E.B. Vein in Register of Noble Families, with their Coat of Arms, had this to say:
The race of Herr descended from a very ancient family; is free -- that is to say, of noble origin ... Likewise from time immemorial, its knights were brave and worthy ... posessing in Schwaben vast and rich estates, the name of which was called the Schwabish Knight Hugo, Herr or Lord of Bilreid ... in the year 1009 flourished and was known to all, the family from whom that of Herr is descended ... But in the 15th century several of their race resigned their nobility and settled as citizens ... They, however, retained their noble name and their Coat of Arms, and in the year 1593 John Herr, or Lord of Bilreid, obtained from the emporer Ferdinand, in Schwabish Hall, a written testimonial, proving for his flourishing family their Coat of Arms, their free and noble descent and the posession of their race to the last generation
Before the Herr family converted to the radical Anabaptist Reformation Movement, they were ancient knights whose coat of arms existed in several forms[1]. One is a gold sheild with a red band running horizontally at the midpoint of the shield.

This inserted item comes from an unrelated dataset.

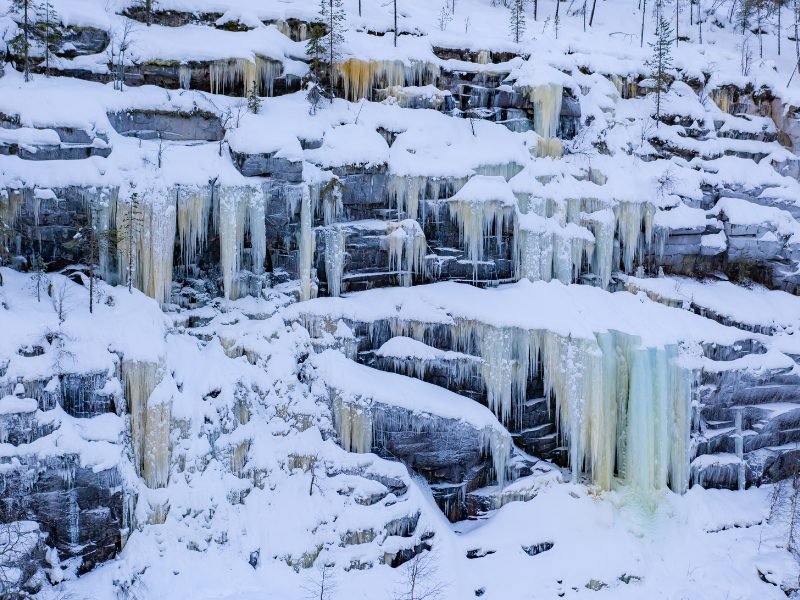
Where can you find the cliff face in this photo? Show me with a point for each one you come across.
(481, 270)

Another, that of Sir Bilreid from Schwabish Hall and Rothernburg, is a silver sheild with an azure band [view image].
 
Footnotes
1Dr. Phillip E. Bedient, a Lancaster Penna. mathematician who has researched the Herr family for decades, states in supplemental data to the "Geneological Record of Rev. Hans Herr and His Direct Lineal Descendents" (Herr 1994) that it is doubtful a coat of arms was part of the Mennonite Herrs. Mennonite theology includes a refusal to take up military arms and other weapons of force. This tradition has existed in the Mennonite religion since the early days of the Reformation. If, in fact, a coat of arms has ever been part of the Herr family in America, it has largely been simply an object of curiosity.